Case in point: taking stock of the CrowdStrike outages

Last summer, a faulty CrowdStrike software update took down millions of computers, caused billions in damages, and underscored that companies are still not able to manage third-party risks, or respond quickly and efficiently to disruptions.

“It was an interesting case study of global cyber impact,” says Charles Clancy, CTO at Mitre.

In response to the outage, 84% of companies are either considering diversifying their software and service providers, or are already doing so, according to a survey by Adaptavist released in late January.

For companies who had been using CrowdStrike, switching vendors might seem like an obvious solution.

“But then what endpoint detection and response platform should you use instead?” Clancy asks. “Ditching them isn’t the answer if they’re the best product on the market.”

What happened

In CrowdStrike’s own root cause analysis, the cybersecurity company’s Falcon system deploys a sensor to user machines to monitor potential dangers. On July 19, 2024, CrowdStrike released an update, and it crashed user machines.

The company released a fix 78 minutes later, but making it required users to manually access the affected devices, reboot in safe mode, and delete a bad file. An automated fix wasn’t released until three days later.

A total of 8.5 million computers were affected. As a result of the outage, thousands of flights were canceled and tens of thousands delayed worldwide. Several hospitals canceled surgeries as well, and banks, airports, public transit systems, 911 centers, and multiple government agencies — including the Department of Homeland Security — also suffered outages.

The overall cost was estimated at $5.4 billion for Fortune 500 firms alone, according to an analysis by Parametrix, and total economic damages could run into tens of billions, Nir Perry, CEO of cyber insurance risk platform Cyberwrite, told Reuters. By comparison, the previous record-holder for most expensive downtime was the 2017 AWS outage, which cost customers an estimated $150 million.

Delta alone had more than $500 million in losses as a result of crippled operations and thousands of flight cancellations and delays. In a lawsuit the airline filed in October, Delta claimed the faulty update was pushed out in an unsafe manner and CrowdStrike should pay for the losses. In a countersuit, CrowdStrike blamed Delta for the airline’s problems, saying that other airlines were able to recover much faster, and that the contract between the two companies meant Delta wasn’t allowed to sue for damages.

In total, CrowdStrike’s stock price fell from $343 the day before the outage to a low of $218 on August 2. That’s a loss of over $30 billion or more than a third of its total market capitalization.

But, as of January 28, the company’s stock price was over $400, an all-time high, helped by a perfect score on an industry test for ransomware detection. And also by improvements to its quality control processes as CrowdStrike added a check for that particular problem after the outage, as well as other tests, deployment layers, and checks. Customers also got additional controls over how updates are deployed.
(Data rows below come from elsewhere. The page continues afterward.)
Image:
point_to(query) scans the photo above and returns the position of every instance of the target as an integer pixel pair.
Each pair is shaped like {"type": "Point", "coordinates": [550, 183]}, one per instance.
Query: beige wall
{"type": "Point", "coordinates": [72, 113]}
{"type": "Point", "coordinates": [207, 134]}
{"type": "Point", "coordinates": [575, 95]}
In addition, CrowdStrike hired two independent software security vendors to review the Falcon sensor code, its quality control, and release processes, and also changed how its updates are released: more gradually, to “increasing rings of deployment,” says Adam Meyers, CrowdStrike’s SVP for counter adversary operations. “This allows us to monitor for issues in a controlled environment and proactively roll back changes if problems are detected before affecting a wider population,” he told a Congressional subcommittee in September.

But while CrowdStrike made changes, companies around the world re-evaluated how much trust they placed in their vendors, reviewed their software security processes, and refocused their attention on resilience.
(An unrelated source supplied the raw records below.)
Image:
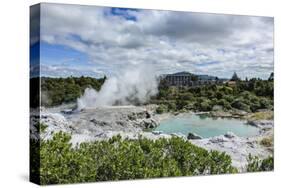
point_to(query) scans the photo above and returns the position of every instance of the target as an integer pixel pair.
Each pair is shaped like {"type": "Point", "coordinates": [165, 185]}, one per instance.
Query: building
{"type": "Point", "coordinates": [186, 79]}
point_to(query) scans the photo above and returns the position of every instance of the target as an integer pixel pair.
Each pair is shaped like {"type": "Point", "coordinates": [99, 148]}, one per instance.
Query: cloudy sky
{"type": "Point", "coordinates": [96, 41]}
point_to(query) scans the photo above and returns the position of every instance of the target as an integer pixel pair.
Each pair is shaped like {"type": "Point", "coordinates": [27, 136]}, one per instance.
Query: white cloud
{"type": "Point", "coordinates": [171, 41]}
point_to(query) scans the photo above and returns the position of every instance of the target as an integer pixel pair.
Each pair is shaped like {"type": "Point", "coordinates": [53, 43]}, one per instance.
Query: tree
{"type": "Point", "coordinates": [234, 77]}
{"type": "Point", "coordinates": [271, 77]}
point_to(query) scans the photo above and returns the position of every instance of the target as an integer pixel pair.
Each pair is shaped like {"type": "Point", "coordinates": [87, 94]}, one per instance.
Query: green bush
{"type": "Point", "coordinates": [120, 159]}
{"type": "Point", "coordinates": [240, 104]}
{"type": "Point", "coordinates": [257, 165]}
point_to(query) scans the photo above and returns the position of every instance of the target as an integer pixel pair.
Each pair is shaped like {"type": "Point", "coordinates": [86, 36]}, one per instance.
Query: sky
{"type": "Point", "coordinates": [96, 41]}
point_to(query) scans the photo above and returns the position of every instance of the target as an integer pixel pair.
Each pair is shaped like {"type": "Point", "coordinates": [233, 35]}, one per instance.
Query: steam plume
{"type": "Point", "coordinates": [131, 86]}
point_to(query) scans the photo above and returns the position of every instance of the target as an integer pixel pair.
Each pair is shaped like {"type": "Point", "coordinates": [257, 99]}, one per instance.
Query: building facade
{"type": "Point", "coordinates": [186, 79]}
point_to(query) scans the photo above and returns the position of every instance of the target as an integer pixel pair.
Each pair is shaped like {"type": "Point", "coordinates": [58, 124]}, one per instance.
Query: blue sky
{"type": "Point", "coordinates": [97, 41]}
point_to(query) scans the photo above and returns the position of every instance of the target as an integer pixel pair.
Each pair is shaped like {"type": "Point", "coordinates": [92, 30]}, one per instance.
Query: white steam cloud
{"type": "Point", "coordinates": [131, 86]}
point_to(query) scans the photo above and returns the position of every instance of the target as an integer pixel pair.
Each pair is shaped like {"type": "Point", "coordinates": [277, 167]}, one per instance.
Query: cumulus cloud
{"type": "Point", "coordinates": [171, 41]}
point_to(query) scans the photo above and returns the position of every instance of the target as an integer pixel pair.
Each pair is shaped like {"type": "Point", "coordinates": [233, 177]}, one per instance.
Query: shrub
{"type": "Point", "coordinates": [257, 165]}
{"type": "Point", "coordinates": [239, 104]}
{"type": "Point", "coordinates": [120, 159]}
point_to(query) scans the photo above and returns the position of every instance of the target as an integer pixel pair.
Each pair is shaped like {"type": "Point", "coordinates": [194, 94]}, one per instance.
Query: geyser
{"type": "Point", "coordinates": [131, 86]}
Trust, but verify. On second thought, don’t trust…

The outage was a rude awakening for Akamai, a content delivery company, says CIO and SVP Kate Prouty. “It was a reminder of how incredibly interconnected the world is,” she says.

Akamai was not itself a CrowdStrike customer, but does use similar services from outside vendors to help protect its systems.
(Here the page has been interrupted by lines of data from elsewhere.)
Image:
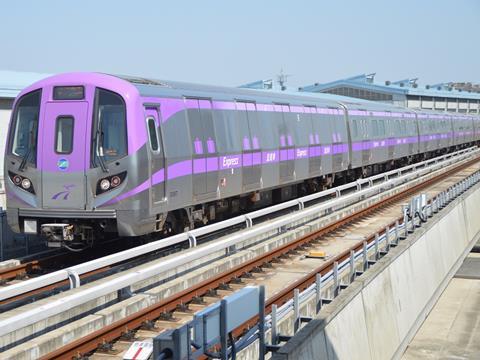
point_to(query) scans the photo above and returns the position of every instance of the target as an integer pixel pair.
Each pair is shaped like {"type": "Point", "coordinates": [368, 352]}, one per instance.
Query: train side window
{"type": "Point", "coordinates": [375, 128]}
{"type": "Point", "coordinates": [355, 128]}
{"type": "Point", "coordinates": [382, 127]}
{"type": "Point", "coordinates": [64, 135]}
{"type": "Point", "coordinates": [152, 133]}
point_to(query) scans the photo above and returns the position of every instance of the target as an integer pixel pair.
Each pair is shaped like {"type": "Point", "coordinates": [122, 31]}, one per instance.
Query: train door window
{"type": "Point", "coordinates": [64, 135]}
{"type": "Point", "coordinates": [152, 133]}
{"type": "Point", "coordinates": [382, 127]}
{"type": "Point", "coordinates": [355, 129]}
{"type": "Point", "coordinates": [375, 128]}
{"type": "Point", "coordinates": [228, 130]}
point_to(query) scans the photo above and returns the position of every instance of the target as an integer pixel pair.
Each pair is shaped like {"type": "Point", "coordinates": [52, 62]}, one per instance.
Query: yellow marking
{"type": "Point", "coordinates": [317, 254]}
“The first thing we did was audit all the solutions we have that have an agent that sits on a machine and has access to an operating system to make sure none of them have auto update,” she says. “When you have a third-party vendor that pushes updates to a system automatically, that takes control out of your hands.”

But turning off automatic updates can be a problem for some companies. What if there’s an urgent security fix? It can take time to test each update to make sure it works before rolling it out — time bad actors can take advantage of.

If there’s a security threat and potential exposure, you have to go through the testing process as quickly as you can, Prouty says. “There’s no point in patching even a security issue without knowing if it’s going to cause harm in your environment,” she adds.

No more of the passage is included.